Confidence intervals uncovered: Are we ready for real-world medical imaging AI?

Evangelia Christodoulou,Annika Reinke,Rola Houhou,Piotr Kalinowski,Selen Erkan,Carole H. Sudre,Ninon Burgos,Sofiène Boutaj,Sophie Loizillon,Maëlys Solal,Nicola Rieke,Veronika Cheplygina,Michela Antonelli,Leon D. Mayer,Minu D. Tizabi,M. Jorge Cardoso,Amber Simpson,Paul F. Jäger,Annette Kopp-Schneider,Gaël Varoquaux,Olivier Colliot,Lena Maier-Hein

from arxiv, Paper accepted at MICCAI 2024 conference

Medical imaging is spearheading the AI transformation of healthcare. Performance reporting is key to determine which methods should be translated into clinical practice. Frequently, broad conclusions are simply derived from mean performance values. In this paper, we argue that this common practice is often a misleading simplification as it ignores performance variability. Our contribution is threefold. (1) Analyzing all MICCAI segmentation papers (n = 221) published in 2023, we first observe that more than 50% of papers do not assess performance variability at all. Moreover, only one (0.5%) paper reported confidence intervals (CIs) for model performance. (2) To address the reporting bottleneck, we show that the unreported standard deviation (SD) in segmentation papers can be approximated by a second-order polynomial function of the mean Dice similarity coefficient (DSC). Based on external validation data from 56 previous MICCAI challenges, we demonstrate that this approximation can accurately reconstruct the CI of a method using information provided in publications. (3) Finally, we reconstructed 95% CIs around the mean DSC of MICCAI 2023 segmentation papers. The median CI width was 0.03 which is three times larger than the median performance gap between the first and second ranked method. For more than 60% of papers, the mean performance of the second-ranked method was within the CI of the first-ranked method. We conclude that current publications typically do not provide sufficient evidence to support which models could potentially be translated into clinical practice.

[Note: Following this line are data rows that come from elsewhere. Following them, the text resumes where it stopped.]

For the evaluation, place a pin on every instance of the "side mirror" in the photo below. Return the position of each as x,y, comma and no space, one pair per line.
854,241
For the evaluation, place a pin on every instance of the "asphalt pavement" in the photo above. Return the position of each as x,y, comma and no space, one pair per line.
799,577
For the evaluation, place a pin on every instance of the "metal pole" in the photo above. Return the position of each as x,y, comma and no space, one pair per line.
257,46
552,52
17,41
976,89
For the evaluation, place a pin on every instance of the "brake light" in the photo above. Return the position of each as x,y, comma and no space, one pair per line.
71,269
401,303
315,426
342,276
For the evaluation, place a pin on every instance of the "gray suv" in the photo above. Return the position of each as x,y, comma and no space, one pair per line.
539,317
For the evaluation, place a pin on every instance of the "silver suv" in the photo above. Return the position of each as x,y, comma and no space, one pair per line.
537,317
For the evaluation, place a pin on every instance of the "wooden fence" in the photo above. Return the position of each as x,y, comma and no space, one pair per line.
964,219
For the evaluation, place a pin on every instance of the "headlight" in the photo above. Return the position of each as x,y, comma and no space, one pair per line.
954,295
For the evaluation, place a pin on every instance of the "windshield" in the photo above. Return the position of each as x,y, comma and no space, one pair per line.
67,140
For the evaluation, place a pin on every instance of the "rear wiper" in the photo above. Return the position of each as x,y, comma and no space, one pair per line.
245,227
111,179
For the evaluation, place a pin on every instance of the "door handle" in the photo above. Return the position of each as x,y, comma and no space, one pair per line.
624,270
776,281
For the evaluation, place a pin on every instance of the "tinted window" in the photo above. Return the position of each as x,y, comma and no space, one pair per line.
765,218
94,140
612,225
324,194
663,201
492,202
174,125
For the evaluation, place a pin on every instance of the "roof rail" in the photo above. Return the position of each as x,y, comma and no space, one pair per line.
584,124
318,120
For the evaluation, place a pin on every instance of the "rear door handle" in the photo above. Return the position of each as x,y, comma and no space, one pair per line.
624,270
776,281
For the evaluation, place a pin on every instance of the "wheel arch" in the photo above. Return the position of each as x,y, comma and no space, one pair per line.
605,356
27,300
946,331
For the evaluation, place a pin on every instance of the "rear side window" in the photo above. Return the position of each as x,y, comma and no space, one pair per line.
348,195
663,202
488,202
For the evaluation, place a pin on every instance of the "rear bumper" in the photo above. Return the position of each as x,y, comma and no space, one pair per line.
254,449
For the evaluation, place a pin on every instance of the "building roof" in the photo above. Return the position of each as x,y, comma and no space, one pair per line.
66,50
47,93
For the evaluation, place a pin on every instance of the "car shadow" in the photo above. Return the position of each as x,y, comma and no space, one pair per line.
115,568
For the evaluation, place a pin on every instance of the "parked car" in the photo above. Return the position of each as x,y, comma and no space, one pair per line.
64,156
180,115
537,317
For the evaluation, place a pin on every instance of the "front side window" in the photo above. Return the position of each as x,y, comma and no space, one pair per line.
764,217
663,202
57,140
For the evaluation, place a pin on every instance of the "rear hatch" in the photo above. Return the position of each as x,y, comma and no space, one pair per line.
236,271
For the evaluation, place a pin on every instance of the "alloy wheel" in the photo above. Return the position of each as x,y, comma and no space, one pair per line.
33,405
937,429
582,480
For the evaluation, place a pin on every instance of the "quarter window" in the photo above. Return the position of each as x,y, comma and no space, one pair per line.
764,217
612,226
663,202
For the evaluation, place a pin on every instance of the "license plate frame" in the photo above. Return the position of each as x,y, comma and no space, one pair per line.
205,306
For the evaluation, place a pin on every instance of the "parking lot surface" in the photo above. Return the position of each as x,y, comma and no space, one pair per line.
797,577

翻译：医学影像正引领着医疗保健领域的人工智能变革。性能报告是决定哪些方法应转化为临床实践的关键。通常，广泛的结论仅从平均性能值中简单推导得出。本文认为，这种常见做法往往是一种误导性的简化，因为它忽略了性能的变异性。我们的贡献包括三个方面。（1）通过分析2023年发表的所有MICCAI分割论文（n = 221），我们首先观察到超过50%的论文完全没有评估性能变异性。此外，仅有一篇（0.5%）论文报告了模型性能的置信区间（CIs）。（2）为解决报告瓶颈问题，我们证明了分割论文中未报告的标准差（SD）可以通过平均Dice相似系数（DSC）的二阶多项式函数来近似。基于来自56个先前MICCAI挑战的外部验证数据，我们证明这种近似能够利用出版物中提供的信息准确重建方法的CI。（3）最后，我们重建了MICCAI 2023分割论文平均DSC的95% CIs。CI宽度的中位数为0.03，这比排名第一与第二方法之间性能差距的中位数大三倍。对于超过60%的论文，排名第二方法的平均性能位于排名第一方法的CI范围内。我们得出结论：当前出版物通常未能提供足够的证据来支持哪些模型有可能转化为临床实践。